Will China achieve its socialist goals?

Beijing, China:

The NPC report has set targets for economic and social growth in the upcoming year, which included 5.5 per cent GDP growth, over 11 million jobs in the urban sector, and an increase of the consumer price index by about 3 per cent.

The targets are a part of China’s long-term plans to return to socialism and curb capitalism, the report in the Hong Kong Post said adding that the plan for 2022 is in accordance with the outline set by the NPC in 2017 during their 19th Congress and all in the name of their favourite catchphrase “common prosperity”.

A large part of this China becoming a socialist nation is its ability to capture the national economy with state-owned industrial enterprises.

However, losses due to business inefficiencies are rampant in state-owned industries from carrying out government administration operations, political functions, or simply due to a lack of autonomy in management, the article said.

China’s solution to this problem is by cracking down on big industrialists and their private companies such as Jack Ma of Alibaba and levying complex sanctions and restrictions on them to “level the playing field”, the article added.

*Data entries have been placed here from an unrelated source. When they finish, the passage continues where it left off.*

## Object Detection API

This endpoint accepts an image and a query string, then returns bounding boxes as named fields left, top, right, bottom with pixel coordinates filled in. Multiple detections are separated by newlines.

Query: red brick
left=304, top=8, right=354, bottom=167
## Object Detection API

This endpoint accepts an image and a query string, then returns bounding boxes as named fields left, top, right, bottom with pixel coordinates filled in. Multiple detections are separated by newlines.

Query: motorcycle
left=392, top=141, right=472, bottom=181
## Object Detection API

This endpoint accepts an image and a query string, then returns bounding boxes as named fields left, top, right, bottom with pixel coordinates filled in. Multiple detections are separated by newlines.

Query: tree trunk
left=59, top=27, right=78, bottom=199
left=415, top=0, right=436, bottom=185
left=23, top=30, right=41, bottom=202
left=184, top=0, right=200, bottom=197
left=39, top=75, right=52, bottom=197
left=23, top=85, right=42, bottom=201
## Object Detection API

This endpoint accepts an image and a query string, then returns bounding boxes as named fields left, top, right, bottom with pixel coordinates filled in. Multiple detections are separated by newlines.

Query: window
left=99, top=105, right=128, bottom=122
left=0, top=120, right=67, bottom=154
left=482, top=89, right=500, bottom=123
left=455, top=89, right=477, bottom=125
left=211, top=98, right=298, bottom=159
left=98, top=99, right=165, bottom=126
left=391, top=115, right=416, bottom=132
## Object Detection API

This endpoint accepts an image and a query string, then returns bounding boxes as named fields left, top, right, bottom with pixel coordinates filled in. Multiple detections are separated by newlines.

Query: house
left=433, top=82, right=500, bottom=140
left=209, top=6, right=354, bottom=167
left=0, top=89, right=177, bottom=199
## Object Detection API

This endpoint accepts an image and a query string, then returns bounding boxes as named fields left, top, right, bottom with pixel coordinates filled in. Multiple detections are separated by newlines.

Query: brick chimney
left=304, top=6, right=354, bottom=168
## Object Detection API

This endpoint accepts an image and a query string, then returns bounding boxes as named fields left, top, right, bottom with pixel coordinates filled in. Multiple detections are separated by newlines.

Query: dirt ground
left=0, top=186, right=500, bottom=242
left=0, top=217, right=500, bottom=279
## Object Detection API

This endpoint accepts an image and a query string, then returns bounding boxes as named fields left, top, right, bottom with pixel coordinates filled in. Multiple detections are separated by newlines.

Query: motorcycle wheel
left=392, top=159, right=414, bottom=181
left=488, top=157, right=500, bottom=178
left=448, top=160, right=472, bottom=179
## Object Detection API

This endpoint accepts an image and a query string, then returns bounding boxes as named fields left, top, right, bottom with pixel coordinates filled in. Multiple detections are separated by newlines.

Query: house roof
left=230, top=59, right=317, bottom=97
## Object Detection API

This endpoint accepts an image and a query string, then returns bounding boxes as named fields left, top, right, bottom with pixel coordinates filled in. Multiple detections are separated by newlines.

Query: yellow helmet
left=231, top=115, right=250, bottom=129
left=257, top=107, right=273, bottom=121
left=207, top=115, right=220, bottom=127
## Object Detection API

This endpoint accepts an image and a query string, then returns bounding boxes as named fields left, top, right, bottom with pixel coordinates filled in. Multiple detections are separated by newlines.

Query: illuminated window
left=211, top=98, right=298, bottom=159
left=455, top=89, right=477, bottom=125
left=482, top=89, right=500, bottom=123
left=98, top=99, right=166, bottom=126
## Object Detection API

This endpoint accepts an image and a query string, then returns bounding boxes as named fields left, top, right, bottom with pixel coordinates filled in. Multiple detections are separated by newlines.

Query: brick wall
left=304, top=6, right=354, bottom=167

The next step in China’s road to socialism with Chinese characteristics is the transformation of agriculture, the report said, adding that the challenges being faced in the agriculture industry are enormous, including the availability of sufficient and usable water, degradation and availability of farmland, pollution of soil and the changing demands of a huge slowly urbanizing population.

To meet local demands China has pressured governments in countries like Pakistan by deploying their own trawlers in Gwadar Port. It is also commonly known that Chinese vessels engaging in Distant-Water Fishing (DWF) have conducted illegal fishing in the prohibited waters of countries like Mauritania, and Senegal, the report said.
China is currently far from self-sufficiency and hence far from achieving its goals in terms of reforming its agriculture industry in socialist tones, the report concluded.